Le dépistage systématique du cancer du sein remis en question
Santé publique
Le canton de Berne pourrait interrompre son programme pilote de mammographies pour toutes les femmes de 50 ans et plus. Une décision controversée

Le dépistage du cancer du sein fait une fois de plus polémique. Une toute récente décision du canton de Berne relance le clivage entre deux groupes de cantons, ceux qui ont un programme de dépistage systématique (tous les cantons latins, ainsi que Berne, Bâle-Ville, Saint-Gall, les Grisons et la Thurgovie), et ceux qui n’en veulent pas.
Berne avait rejoint en 2012 les cantons qui invitent systématiquement toutes les femmes de 50 ans et plus à faire une mammographie (exemptée de la franchise, donc pour un coût entre 18 et 20 francs). Mais, cinq ans à peine après cette décision, le médecin cantonal, Jan von Overbeck, envisage de suspendre le programme et, en tout cas, d’en attribuer la gestion au secteur privé.
Un taux de participation trop bas
La raison? Actuellement, le dépistage est assuré par la Ligue bernoise contre le cancer. Or, constate Jan von Overbeck, «seules 34% des femmes concernées viennent se faire dépister. Cela a des conséquences sur la qualité du programme, qui ne pourra pas à long terme être autonome financièrement.» Le médecin cantonal explique un taux de participation si bas par la forte concurrence de l’offre privée dans le canton.
«Je ne vois pas pourquoi le canton est chargé de ce programme, poursuit Jan von Overbeck. En nous tournant vers un prestataire privé, nous espérons assurer un taux élevé de participation et une évaluation rapide des cas suspects.» Les gynécologues et les radiologues pourraient donc eux-mêmes mettre sur pied un programme de dépistage. «Les tarifs de ces prestations sont profitables, précise le médecin cantonal, avec un soutien de départ par l’Etat, le programme serait autonome.»
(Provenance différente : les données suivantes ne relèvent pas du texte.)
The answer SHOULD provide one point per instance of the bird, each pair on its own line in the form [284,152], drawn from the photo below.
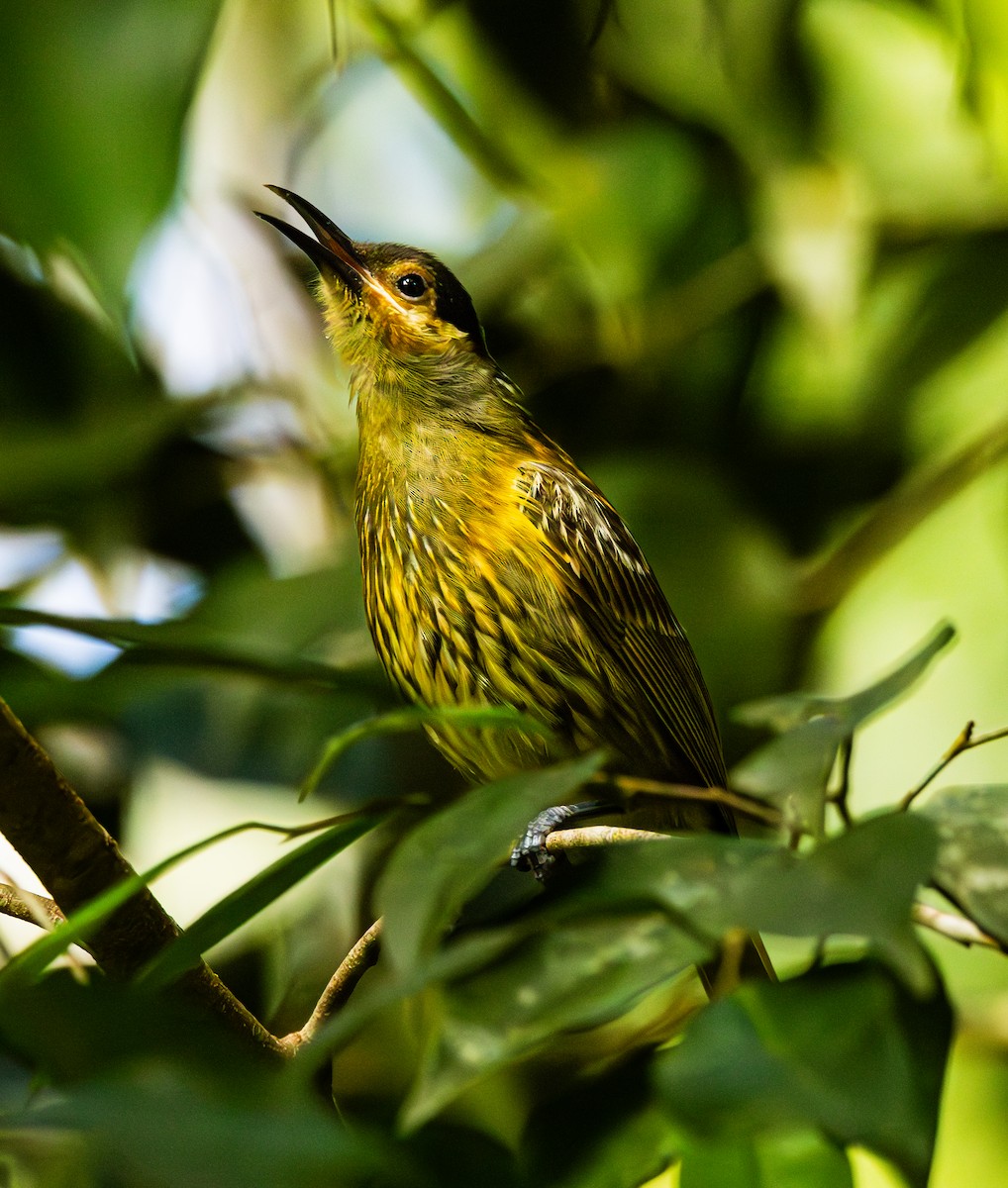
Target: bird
[494,571]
Un programme pilote d’au moins huit ans
Berne décidera fin août si le programme continue et, le cas échéant, qui sera le nouveau prestataire. Ce possible changement de cap interpelle Rose-Marie Rittener, vice-présidente de Swiss Cancer Screening, le regroupement de tous les programmes cantonaux: «Nous regrettons cette évaluation intermédiaire. Il est recommandé que le programme dure au moins huit ans pour évaluer correctement les résultats», explique-t-elle en se référant à l’ordonnance fédérale en la matière.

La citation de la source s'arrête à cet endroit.